Off the coast of Fort Lauderdale, Florida, there is a project to build an artificial reef called the Osborne Reef. In the 1970s and 1980s, this was one of many attempts to use old tires to mimic the environmental benefits of coral reefs, but it has turned out to be a disaster for the environment.
Several groups, including the U.S. military, have tried to clean it up in the years since.
How did the Osborne Reef get there?
In the 1970s, a local nonprofit dropped more than two million tires into Florida’s coastal waters to make the Osborne Reef. The goal was to make a place where marine life could live and grow.
The project got a lot of attention. It was okayed by the U.S. Army Corps of Engineers, and a U.S. Navy minesweeper watched over the dumping. Goodyear gave a lot of the tires, and a gold-plated tire was dropped into the ocean from the Goodyear Blimp to name the reef.
In the years that followed, many of the tires, which were only held together with nylon rope and steel clips, came loose, making the “reef” useless as a habitat and, in some cases, hurting real coral reefs nearby.
What is the Osborne Reef doing now?
Over the last 20 years, both public and private groups have started projects to get rid of the remaining Osborne Reef tires.

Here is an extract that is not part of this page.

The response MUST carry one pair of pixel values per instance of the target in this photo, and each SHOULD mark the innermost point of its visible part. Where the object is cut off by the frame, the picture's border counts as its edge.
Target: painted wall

Now, one of the main goals of the company 4ocean is to clean up the Osborne Reef.
In an Instagram post with creepy photos of the reef, 4ocean said, “In the end, the well-intended project failed.” “And now 4ocean is going to help them clean up!”
“This operation is a fight uphill,” the group said next. “Since the first picture was taken, a lot of work has been done to clean up, but there are still more than 500,000 tires at the bottom of the ocean. We have a lot of work to do, for sure.”
4ocean is even selling jewelry made from tires pulled from the seafloor to pay for its cleanup work.
Through its Osborne Reef Waste Tire Removal Project, the Florida Department of Environmental Protection also keeps an eye on the situation.
But the work to clean up is still going slowly. In 2016, the state thought there were still 650,000 tires, and 4ocean thinks there will still be more than 500,000 in 2022.
Could this clean-up show how to do things in the future?
The sustainable, circular model that 4ocean uses to make money for more cleanup by selling products made from salvaged trash could be used to fix other failed artificial reefs from Malaysia to France.
The company says that many of the tires it finds can’t be recycled, but it still takes them to Florida’s Solid Waste Authority, which is “one of the most advanced, efficient, and [low-pollution] waste management facilities in the United States.”
According to its website, 4ocean’s ultimate goal is to “partner with organizations that can help us recycle these scrap tires on a massive scale so we can use more of this material to make new products that fund this historic cleanup operation and move us closer to our goal of ending the ocean plastic crisis.”